La Casa Bianca si prepara a riunire i dirigenti senior dei settori bancario e delle criptovalute questa settimana mentre cerca di rilanciare la legislazione sui beni digitali in stallo amid una crescente controversia sui pagamenti di interessi legati agli stablecoin.
Organizzato dal consiglio di politica crypto della Casa Bianca, si concentrerà su come il progetto di legge Clarity Act tratta i premi e i rendimenti offerti sugli stablecoin ancorati al dollaro, come riportato da Reuters ha riferito.
La questione è emersa come la principale linea di faglia tra i due settori e ha rallentato i progressi su quello che sarebbe il quadro federale per le criptovalute più completo fino ad oggi.
Gli interessi sui stablecoin emergono come
punto centrale del conflitto
Al centro dell'impasse c'è se le aziende collegate agli stablecoin debbano essere autorizzate a fornire interessi o incentivi simili sui saldi dei clienti.
Le aziende crypto sostengono che tali premi sono fondamentali per l'adozione da parte degli utenti e la competitività, in particolare mentre gli stablecoin sono sempre più posizionati come strumenti di pagamento e risparmio piuttosto che semplici strumenti di trading.
Tuttavia, le banche avvertono che consentire stablecoin che portano rendimento potrebbe far allontanare i depositi dai prestatori assicurati, minacciando una fonte chiave di finanziamento per il sistema finanziario tradizionale.
I gruppi di interesse che rappresentano le banche hanno sollevato preoccupazioni secondo cui anche i pagamenti di interessi indiretti, offerti da exchange o altri intermediari piuttosto che dagli emittenti stessi, potrebbero accelerare le uscite di depositi.
Il momentum legislativo rallenta nel
Senato
Il Clarity Act è in fase di considerazione nel Senato da mesi dopo la sua approvazione alla Camera dei Rappresentanti lo scorso luglio.
La legislazione è progettata per stabilire chiare regole federali per i beni digitali, affrontando le lamentele di lunga data delle aziende di crypto che l'attuale ambiente normativo è frammentato e imprevedibile.
All'inizio di questo mese, il Comitato Bancario del Senato ha improvvisamente rinviato un dibattito e un voto programmati sul disegno di legge.
I legislatori hanno citato preoccupazioni irrisolte sui stablecoin e sui pagamenti di interessi come un fattore contribuente, mettendo in evidenza la profondità del disaccordo tra i soggetti coinvolti nel settore bancario e quello crypto.
La controversia deriva in parte da una legge sugli stablecoin approvata lo scorso anno che vietava agli emittenti di pagare interessi su token ancorati al dollaro, lasciando però ambiguità su se terzi come le piattaforme di trading possano distribuire rendimento.
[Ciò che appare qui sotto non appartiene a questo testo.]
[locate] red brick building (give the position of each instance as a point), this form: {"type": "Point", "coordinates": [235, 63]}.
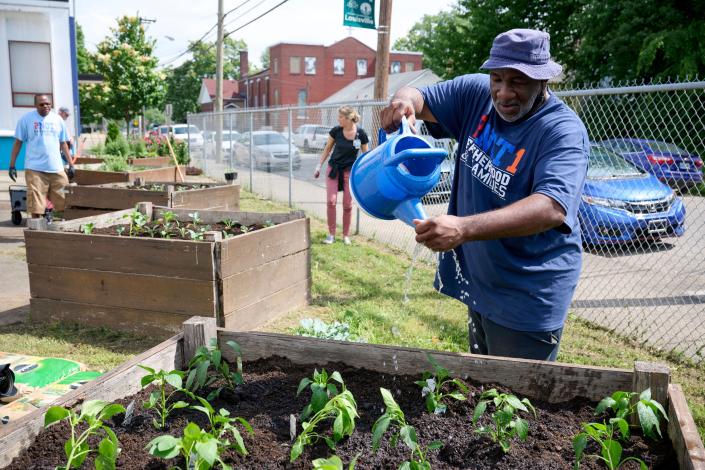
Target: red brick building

Le banche sostengono che questa lacuna crea una concorrenza sleale, mentre le aziende crypto la considerano una flessibilità necessaria per l'innovazione.
La Casa Bianca segnala una spinta per
il compromesso
Organizzando il meeting, l'amministrazione Trump sta segnalando la sua intenzione di assumere un ruolo più attivo nel mediare un compromesso tra i due settori.
La Casa Bianca non ha commentato pubblicamente le discussioni e i partecipanti hanno rifiutato di essere nominati data la sensibilità delle trattative politiche in corso.
Man mano che gli stablecoin si avvicinano a un uso più ampio nei pagamenti e nei servizi finanziari, l'esito di questi colloqui è destinato a plasmare non solo il destino del Clarity Act, ma anche il futuro ruolo dei token digitali ancorati al dollaro nel sistema finanziario statunitense.